Léry ne s’arrête donc pas à la nudité réelle de l’autre, qui, de toute évidence, le fascine. Il l’allégorise. Au-delà de “ceste nudité ainsi grossière”, comme il dit, il aperçoit autre chose, une signification qu’il reconnaît et où il se trouve en pays de connaissance. La nudité sauvage renvoie immédiatement à l’habit civilisé et en dénonce l’hypocrite séduction. De la sorte l’exaltation du nu exotique conduit à la satire misogyne des “sucrées” et coquettes de la vieille Europe. Dépassant le choc initial, l’allégorèse ramène aux sentiers battus d’une morale éprouvée et passablement conventionnelle. Non seulement le corps insolent de l’Indienne peut être accepté par les censeurs les plus sourcilleux, mais, ce qui importe davantage, il est, sinon innocenté, du moins neutralisé aux yeux mêmes du voyeur et témoin. Dans le même mouvement, l’autre est évincé au bénéfice du même. Le véritable objet du discours n’est plus le Brésil aux mœurs édéniques, mais la France corrompue et abâtardie des guerres de Religion, où les femmes mariées se parfument et se fardent comme des putains, n’hésitant pas à travestir la nature sous le mensonge flatteur du vêtement.

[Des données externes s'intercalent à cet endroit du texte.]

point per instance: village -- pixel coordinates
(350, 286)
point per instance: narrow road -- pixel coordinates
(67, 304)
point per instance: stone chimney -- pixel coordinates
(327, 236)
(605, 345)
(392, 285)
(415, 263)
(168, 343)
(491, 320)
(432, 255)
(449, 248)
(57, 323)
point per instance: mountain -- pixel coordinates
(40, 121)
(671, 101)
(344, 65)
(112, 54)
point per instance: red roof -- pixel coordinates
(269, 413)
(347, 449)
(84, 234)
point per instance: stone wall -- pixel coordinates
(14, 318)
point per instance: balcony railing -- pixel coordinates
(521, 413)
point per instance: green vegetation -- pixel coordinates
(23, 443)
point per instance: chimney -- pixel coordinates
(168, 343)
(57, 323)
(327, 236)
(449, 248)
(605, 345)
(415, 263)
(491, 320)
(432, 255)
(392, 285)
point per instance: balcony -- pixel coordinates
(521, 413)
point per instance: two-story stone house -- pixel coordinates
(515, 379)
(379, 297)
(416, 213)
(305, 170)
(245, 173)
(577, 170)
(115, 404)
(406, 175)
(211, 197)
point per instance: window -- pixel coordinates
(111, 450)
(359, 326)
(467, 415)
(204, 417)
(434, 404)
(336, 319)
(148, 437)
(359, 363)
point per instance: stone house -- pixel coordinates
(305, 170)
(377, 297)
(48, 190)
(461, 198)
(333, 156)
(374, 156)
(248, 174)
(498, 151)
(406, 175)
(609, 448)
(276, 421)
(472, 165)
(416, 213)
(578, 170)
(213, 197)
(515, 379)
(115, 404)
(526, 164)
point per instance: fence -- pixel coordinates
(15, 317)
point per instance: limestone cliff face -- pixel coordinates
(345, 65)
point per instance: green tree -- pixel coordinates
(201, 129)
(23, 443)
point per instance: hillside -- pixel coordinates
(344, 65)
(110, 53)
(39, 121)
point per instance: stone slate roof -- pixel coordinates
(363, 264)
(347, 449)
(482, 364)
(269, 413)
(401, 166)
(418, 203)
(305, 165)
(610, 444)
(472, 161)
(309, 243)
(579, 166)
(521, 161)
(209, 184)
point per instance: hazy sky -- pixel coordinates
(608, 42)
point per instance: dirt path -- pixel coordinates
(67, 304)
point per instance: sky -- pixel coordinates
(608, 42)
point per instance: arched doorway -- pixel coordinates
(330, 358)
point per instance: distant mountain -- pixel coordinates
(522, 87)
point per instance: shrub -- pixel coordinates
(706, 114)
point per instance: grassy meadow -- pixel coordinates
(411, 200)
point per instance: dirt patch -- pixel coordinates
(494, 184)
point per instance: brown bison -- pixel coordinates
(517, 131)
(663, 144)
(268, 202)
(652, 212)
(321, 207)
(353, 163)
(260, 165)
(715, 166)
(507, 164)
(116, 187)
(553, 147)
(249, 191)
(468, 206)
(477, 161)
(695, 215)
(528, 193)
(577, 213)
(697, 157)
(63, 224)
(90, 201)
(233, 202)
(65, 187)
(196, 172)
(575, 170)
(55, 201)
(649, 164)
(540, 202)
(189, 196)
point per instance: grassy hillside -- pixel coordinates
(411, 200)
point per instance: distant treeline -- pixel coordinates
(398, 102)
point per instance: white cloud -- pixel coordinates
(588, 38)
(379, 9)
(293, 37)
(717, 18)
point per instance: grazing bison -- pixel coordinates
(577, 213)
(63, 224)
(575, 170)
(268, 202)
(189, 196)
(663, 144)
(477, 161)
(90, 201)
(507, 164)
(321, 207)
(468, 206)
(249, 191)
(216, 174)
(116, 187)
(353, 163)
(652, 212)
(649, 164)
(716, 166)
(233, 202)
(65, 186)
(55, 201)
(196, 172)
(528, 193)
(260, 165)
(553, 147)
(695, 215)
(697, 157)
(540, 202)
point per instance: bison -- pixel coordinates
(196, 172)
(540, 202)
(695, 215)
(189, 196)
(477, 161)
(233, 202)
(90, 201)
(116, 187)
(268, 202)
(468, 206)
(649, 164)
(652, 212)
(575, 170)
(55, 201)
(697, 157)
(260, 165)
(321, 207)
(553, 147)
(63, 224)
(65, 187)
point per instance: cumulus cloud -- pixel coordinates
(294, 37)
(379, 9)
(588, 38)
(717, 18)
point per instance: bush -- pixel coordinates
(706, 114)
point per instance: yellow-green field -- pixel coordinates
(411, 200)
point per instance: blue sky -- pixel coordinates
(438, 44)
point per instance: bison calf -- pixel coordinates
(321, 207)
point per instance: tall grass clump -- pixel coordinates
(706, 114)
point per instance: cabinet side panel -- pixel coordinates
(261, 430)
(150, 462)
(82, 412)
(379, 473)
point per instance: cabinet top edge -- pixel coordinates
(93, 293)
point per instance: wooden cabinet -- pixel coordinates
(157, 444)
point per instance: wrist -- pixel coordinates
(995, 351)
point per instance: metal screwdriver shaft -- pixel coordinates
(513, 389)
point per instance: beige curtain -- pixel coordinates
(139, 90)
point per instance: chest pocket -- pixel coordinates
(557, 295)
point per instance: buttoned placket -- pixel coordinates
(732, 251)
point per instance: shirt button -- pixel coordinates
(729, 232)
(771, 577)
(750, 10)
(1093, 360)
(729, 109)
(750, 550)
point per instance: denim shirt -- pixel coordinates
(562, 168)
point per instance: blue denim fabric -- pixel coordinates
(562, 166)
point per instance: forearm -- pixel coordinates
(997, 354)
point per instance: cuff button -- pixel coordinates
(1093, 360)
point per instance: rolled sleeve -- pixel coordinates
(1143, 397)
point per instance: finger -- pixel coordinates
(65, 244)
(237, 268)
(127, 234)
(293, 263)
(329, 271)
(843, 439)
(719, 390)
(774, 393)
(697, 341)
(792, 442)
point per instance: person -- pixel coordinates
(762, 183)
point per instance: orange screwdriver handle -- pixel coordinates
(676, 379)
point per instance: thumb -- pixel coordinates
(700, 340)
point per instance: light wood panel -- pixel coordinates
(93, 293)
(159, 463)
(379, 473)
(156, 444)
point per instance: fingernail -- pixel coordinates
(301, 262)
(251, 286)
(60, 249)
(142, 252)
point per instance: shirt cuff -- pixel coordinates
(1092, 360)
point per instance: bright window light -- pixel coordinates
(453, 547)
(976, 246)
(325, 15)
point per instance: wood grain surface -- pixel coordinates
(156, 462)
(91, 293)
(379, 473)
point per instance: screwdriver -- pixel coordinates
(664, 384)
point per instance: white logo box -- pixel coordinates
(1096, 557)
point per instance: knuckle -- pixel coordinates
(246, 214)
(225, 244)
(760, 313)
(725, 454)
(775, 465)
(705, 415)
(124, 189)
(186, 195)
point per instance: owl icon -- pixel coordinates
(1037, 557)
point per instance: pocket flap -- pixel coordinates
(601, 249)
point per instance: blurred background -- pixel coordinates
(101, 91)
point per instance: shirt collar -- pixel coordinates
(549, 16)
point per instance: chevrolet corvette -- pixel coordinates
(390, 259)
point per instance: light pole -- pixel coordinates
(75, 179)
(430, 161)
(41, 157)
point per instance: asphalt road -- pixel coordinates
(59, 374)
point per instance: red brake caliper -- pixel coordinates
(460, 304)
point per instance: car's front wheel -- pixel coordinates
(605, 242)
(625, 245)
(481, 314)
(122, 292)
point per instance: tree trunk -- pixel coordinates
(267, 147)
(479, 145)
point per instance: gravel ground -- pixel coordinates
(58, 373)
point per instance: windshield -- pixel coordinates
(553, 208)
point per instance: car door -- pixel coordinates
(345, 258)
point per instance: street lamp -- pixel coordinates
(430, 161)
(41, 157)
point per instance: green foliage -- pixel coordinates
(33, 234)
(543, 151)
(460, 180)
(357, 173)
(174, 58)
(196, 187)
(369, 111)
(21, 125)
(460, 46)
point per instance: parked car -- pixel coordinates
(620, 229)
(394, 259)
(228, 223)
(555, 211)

Sur cette voie moralisatrice, mais néanmoins scabreuse, qui concluira aux philosophes des Lumières, le père capucin Claude d’Abbeville, dès le début du siècle suivant, suit Léry avec une indéniable allégresse, comme en témoignent ces lignes consacrées aux belles de l’île de Maragnan, le Maranhão des Portugais:

Joinct que la difformité ordinaire ne donne pas peu d’aversion, la nudité de soy n’estant peut estre si dangereuse ny si attrayante que sont les attifets lubriques avec les effrenées mignardises et nouvelles inventions des Dames de par deçà, qui causent plus de pechez mortels et ruinent plus d’ames que ne font les femmes et filles Indiennes avec leur nudité brutale et odieuse[28].

Cependant Léry semble ne pas s’apercevoir que le signifié, jamais, n’abolit le signifiant. La nudité des Brésiliennes a beau dire autre chose que ce qu’elle montre, ici et maintenant, elle n’en subsiste pas moins, intacte, brûlante, tout à la fois révoltante et désirable. Allégoriser le nu féminin n’empêche pas que l’on puisse ensuite céder à la chair.

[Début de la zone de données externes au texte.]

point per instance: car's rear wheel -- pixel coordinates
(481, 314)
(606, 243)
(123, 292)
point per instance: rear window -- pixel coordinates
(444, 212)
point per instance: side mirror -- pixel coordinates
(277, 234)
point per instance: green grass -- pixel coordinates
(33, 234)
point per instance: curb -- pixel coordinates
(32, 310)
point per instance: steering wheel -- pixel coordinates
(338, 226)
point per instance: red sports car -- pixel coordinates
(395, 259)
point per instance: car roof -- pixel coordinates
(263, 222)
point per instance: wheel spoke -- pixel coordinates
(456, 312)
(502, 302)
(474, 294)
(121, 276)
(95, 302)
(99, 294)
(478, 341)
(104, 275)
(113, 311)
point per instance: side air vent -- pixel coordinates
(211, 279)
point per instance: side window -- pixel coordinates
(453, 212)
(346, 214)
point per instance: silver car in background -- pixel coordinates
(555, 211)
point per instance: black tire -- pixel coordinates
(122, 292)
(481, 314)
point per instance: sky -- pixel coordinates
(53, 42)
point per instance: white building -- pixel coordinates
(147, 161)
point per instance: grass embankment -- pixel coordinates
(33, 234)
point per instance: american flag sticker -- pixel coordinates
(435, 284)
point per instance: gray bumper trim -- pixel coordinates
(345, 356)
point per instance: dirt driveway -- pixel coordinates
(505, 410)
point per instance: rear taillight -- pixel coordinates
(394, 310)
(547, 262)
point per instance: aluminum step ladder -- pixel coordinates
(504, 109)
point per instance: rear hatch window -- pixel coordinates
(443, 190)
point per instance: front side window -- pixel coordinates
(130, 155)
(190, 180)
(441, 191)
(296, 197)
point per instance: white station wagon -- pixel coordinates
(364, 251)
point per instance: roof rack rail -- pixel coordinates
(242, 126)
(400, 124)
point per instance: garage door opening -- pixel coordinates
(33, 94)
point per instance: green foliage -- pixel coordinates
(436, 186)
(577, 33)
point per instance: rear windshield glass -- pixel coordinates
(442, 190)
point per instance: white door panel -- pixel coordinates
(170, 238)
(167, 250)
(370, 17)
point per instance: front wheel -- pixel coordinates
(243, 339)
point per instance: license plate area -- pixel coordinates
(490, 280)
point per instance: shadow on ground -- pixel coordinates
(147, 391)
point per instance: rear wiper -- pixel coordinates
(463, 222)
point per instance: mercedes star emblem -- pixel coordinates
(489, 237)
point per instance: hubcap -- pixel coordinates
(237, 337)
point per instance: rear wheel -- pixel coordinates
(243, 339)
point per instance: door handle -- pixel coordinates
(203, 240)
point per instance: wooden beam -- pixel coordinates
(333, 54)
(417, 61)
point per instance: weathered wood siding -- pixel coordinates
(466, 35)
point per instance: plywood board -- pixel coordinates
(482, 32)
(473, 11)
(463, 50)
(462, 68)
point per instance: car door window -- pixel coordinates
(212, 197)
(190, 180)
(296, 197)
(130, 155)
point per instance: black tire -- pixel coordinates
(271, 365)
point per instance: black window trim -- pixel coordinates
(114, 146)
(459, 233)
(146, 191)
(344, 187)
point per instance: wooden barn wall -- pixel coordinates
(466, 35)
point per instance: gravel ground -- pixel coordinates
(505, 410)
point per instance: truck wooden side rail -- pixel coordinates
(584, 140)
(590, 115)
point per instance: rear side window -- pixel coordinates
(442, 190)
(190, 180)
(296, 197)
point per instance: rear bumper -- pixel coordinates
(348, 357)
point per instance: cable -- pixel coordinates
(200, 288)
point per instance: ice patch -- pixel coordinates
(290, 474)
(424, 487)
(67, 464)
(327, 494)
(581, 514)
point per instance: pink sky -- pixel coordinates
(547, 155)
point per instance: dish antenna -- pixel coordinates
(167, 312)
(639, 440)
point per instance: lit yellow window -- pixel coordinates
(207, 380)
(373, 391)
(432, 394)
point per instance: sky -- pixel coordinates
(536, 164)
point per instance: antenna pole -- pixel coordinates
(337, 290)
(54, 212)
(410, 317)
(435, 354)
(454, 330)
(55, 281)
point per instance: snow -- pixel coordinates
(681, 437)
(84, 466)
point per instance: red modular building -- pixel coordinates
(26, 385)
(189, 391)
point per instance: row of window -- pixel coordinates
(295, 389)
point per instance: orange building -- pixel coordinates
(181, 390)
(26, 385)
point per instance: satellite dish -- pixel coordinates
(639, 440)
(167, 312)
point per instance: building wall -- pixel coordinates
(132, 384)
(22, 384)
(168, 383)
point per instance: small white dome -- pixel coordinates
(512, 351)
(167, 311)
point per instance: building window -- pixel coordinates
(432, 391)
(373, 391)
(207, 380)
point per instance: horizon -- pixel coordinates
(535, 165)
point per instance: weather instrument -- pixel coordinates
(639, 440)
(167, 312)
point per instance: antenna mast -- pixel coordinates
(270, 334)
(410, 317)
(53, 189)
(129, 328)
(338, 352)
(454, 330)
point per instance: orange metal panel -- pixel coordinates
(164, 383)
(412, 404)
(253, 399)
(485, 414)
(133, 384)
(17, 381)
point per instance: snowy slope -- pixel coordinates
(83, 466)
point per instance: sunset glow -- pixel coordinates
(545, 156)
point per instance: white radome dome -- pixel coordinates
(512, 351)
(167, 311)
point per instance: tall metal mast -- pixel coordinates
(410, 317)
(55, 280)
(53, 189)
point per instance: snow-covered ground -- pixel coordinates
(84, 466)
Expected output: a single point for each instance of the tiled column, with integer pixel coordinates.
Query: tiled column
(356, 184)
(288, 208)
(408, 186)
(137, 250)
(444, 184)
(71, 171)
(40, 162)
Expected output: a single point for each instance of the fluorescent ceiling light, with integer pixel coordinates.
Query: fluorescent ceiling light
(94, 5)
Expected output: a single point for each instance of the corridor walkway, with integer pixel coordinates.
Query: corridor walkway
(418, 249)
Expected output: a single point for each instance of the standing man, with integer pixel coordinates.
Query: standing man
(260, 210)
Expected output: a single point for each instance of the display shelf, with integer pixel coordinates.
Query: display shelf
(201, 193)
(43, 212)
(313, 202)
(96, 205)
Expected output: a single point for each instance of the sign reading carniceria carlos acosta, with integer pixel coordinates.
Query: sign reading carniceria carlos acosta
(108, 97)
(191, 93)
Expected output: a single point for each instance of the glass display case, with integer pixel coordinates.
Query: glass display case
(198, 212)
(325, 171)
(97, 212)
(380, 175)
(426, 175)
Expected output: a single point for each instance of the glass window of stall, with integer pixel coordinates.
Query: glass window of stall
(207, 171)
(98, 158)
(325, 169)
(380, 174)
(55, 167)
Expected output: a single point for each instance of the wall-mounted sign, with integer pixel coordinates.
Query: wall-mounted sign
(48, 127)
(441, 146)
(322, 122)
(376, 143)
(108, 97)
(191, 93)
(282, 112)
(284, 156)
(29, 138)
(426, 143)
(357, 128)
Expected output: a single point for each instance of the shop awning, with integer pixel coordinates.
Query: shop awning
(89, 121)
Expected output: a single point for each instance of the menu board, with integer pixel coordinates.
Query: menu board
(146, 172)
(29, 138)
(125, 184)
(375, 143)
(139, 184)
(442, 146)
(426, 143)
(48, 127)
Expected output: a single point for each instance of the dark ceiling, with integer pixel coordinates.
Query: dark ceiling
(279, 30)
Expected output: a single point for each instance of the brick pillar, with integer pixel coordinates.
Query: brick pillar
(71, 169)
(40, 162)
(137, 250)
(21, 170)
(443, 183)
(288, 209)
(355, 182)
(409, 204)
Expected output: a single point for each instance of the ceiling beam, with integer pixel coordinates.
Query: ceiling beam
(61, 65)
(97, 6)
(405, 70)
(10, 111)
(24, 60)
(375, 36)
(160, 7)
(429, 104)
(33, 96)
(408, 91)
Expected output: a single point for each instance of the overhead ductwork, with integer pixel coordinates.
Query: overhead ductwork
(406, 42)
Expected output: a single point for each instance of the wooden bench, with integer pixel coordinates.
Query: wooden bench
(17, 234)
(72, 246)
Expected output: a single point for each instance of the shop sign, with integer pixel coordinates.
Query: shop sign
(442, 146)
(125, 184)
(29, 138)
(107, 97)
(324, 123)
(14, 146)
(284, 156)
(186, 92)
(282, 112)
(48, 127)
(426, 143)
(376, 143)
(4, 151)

À vrai dire, l’Histoire d’un voyage est muette quant à l’éducation sentimentale du narrateur. Du reste, Villegagnon, par l’avis du conseil, avait fait “deffense à peine de la vie, que nul ayant titre de Chrestien n’habitast avec les femmes des sauvages”. Tout en approuvant sans réserve cette mesure draconienne, Léry ajoute, et la précaution peut paraître suspecte, que l’interdit proclamé par le chevalier de Malte fut si bien respecté par lui-même et par ses compagnons “que pas un seul ne le transgressa”[29].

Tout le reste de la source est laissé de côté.